Encarei um capuccino com bolo de chocolate na cripta da catedral (eu devia ter escolhido o muffin), e voltei mais uma vez para a Oxford Street, para resolver umas pendencias de encomendas de amigos. Dali, desci novamente em St Paul’s, atravessei a ponte em direcao ao Tate Modern, e segui caminhando as margens do Tamisa, me encantando com o entardecer londrino, a brisa ao lado do rio e tudo mais. Sentei em um banco e fiquei pensando na vida ate decidir transferir papeis, mochila e anotacoes para uma pizzaria, e lembrar uma das minhas historias preferidas do rock.

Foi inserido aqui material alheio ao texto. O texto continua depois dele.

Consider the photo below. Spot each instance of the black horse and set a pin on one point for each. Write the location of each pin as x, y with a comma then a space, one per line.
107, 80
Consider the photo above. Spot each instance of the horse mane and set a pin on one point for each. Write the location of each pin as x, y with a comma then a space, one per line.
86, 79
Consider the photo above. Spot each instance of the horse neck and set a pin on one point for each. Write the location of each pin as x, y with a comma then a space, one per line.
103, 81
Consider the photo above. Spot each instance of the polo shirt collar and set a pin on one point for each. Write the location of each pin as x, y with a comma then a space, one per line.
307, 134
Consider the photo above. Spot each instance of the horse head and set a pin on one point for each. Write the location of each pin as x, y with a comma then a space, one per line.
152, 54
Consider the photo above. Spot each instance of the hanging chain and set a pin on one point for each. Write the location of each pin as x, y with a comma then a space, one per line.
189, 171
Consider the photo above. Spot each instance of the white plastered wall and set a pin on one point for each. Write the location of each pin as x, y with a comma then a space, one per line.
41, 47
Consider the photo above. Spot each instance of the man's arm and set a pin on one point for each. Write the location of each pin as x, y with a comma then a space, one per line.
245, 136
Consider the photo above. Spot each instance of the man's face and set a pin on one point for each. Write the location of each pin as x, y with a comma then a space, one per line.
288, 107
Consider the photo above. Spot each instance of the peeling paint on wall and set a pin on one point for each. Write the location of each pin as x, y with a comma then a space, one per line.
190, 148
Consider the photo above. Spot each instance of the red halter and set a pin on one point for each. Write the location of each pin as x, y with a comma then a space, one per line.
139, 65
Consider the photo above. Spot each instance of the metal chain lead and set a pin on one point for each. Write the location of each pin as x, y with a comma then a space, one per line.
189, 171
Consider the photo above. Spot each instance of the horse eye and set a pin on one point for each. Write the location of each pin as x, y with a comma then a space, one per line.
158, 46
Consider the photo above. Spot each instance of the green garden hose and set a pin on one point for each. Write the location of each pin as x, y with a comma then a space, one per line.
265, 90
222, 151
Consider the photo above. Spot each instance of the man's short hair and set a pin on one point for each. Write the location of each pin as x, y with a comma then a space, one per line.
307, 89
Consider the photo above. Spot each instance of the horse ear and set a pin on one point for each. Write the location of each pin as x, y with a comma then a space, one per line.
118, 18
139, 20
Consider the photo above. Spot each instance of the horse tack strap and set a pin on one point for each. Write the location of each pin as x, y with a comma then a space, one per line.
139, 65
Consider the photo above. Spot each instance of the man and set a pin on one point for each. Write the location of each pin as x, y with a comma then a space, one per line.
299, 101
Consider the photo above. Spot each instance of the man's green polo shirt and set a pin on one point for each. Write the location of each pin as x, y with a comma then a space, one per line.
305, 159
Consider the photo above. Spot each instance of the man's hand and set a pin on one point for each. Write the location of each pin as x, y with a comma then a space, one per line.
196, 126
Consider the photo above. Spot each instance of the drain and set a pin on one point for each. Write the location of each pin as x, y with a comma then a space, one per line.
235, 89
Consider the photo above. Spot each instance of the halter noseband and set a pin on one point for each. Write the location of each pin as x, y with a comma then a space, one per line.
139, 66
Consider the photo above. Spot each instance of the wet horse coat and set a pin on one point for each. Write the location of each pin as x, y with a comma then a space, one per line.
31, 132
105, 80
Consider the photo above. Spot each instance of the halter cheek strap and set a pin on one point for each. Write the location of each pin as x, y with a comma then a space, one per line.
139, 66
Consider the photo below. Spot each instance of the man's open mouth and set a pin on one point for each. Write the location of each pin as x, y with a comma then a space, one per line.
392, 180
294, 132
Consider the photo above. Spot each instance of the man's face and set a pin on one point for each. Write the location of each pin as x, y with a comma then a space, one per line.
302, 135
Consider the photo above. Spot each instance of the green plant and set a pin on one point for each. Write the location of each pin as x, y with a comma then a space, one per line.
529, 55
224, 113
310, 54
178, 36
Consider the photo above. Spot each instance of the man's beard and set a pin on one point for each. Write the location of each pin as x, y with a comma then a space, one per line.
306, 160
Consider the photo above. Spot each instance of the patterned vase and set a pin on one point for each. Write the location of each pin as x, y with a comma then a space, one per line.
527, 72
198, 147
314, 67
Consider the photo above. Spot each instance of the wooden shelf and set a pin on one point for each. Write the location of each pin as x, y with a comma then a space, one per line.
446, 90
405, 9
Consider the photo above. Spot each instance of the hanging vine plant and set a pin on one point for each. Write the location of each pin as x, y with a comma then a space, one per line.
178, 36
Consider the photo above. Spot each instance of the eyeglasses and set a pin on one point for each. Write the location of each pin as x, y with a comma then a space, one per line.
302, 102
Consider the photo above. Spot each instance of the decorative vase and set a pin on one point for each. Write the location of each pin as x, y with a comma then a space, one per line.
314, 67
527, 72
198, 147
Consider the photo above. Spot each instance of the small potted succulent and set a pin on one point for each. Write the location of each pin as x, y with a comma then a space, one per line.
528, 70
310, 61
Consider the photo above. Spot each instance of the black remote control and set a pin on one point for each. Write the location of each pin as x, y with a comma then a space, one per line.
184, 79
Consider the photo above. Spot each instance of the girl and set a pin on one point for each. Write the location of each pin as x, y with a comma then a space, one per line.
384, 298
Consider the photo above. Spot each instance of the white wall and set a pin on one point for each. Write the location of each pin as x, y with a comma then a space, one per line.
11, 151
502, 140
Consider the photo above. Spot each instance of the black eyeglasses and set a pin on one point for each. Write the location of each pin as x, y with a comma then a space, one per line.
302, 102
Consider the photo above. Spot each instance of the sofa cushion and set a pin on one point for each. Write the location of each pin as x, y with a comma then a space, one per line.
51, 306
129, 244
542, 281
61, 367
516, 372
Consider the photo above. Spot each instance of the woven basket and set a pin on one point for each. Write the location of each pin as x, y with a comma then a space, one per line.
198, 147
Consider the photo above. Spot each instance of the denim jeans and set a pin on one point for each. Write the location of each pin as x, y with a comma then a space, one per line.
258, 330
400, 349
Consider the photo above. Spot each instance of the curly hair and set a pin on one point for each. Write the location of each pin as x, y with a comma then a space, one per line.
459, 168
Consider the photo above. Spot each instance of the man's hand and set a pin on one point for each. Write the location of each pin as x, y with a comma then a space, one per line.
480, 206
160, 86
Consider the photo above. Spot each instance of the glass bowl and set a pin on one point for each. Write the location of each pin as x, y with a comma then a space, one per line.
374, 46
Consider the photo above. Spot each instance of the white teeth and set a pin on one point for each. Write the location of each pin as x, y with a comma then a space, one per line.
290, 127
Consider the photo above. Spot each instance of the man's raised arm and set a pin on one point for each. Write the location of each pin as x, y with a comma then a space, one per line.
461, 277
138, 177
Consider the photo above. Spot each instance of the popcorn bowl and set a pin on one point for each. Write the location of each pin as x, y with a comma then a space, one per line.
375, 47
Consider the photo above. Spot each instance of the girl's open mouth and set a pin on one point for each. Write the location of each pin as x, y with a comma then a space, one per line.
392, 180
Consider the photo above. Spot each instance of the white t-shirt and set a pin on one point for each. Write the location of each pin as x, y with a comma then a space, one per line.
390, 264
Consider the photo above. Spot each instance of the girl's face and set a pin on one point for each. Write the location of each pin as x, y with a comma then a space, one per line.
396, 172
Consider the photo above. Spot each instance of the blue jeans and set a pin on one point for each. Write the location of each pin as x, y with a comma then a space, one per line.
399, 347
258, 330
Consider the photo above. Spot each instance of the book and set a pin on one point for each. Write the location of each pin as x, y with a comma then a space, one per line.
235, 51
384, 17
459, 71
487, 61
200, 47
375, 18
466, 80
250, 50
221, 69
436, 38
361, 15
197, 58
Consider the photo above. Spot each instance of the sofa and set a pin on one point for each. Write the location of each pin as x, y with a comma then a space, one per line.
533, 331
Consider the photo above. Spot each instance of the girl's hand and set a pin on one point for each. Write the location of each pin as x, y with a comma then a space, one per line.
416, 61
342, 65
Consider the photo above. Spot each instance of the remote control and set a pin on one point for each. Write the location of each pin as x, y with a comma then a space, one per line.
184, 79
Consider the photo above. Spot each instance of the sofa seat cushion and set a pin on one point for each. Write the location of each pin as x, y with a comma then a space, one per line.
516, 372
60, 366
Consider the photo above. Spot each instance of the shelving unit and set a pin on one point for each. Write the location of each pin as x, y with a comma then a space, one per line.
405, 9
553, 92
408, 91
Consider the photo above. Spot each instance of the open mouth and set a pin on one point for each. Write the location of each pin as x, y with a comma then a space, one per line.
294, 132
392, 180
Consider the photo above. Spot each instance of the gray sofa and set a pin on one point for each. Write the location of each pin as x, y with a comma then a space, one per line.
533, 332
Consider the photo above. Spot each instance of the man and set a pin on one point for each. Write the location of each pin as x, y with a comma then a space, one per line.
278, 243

Em 1977, o Sex Pistols decidiram “homenagear” o Jubileu de Ouro da rainha Elizabeth II dedicando-lhe seu segundo single: “God Save The Queen”, uma musica que dizia nao existir futuro na Inglaterra. Para promove-lo, o empresario Malcom McLaren – que estava proibido de ter seu grupo tocando nas ilhas britanicas – colocou a banda tocando em um barco, dentro do Rio Tamisa (nao era em terra). O resultado, como voce pode imaginar, foi pancadaria assim que o barco atracou em Londres, com quase todo mundo na cadeia.
O melhor estava por vir: a ironia punk escalou as paradas – mesmo tendo sido banida da BBC e de outras radios – ate bater no numero 1, marcando a unica semana na historia dos charts britanicos em que o numero 1 das paradas apareceu em branco. O Sex Pistols se foi (deixando sua marca na historia do rock), a rainha continua firme e forte (e o partido trabalhador esta caindo pelas tabelas) e o rio Tamisa, que 31 anos atras ouviu “God Save The Queen” ao vivo, continua encantador. Respiro fundo e penso na linha de baixo e no vocal deliciosamente escroto de Johnny Rotten. Deus salve a rainha.
Na verdade, Deus salve o Marcelo. Nesta terca, ou melhor, daqui a 74 minutos (hora de Londres), completo 38 anos de idade (os 40 estao chegando, eu sei). Como o dinheiro ja foi faz uma semana, e o que chegou soh serviu para eu comprar mais algumas duzias de CDs, nada de grandes comemoracoes. Vou visitar a Tate Modern e a National Gallery durante o dia, e deve rolar alguns pints de cerveja em algum pub a noite, e olhe la. Como nao vou estar por ai para receber um abraco ou um telefonema, aceito um brinde de cerveja “in memorian”, ok. Nao esquece. Tin-tin.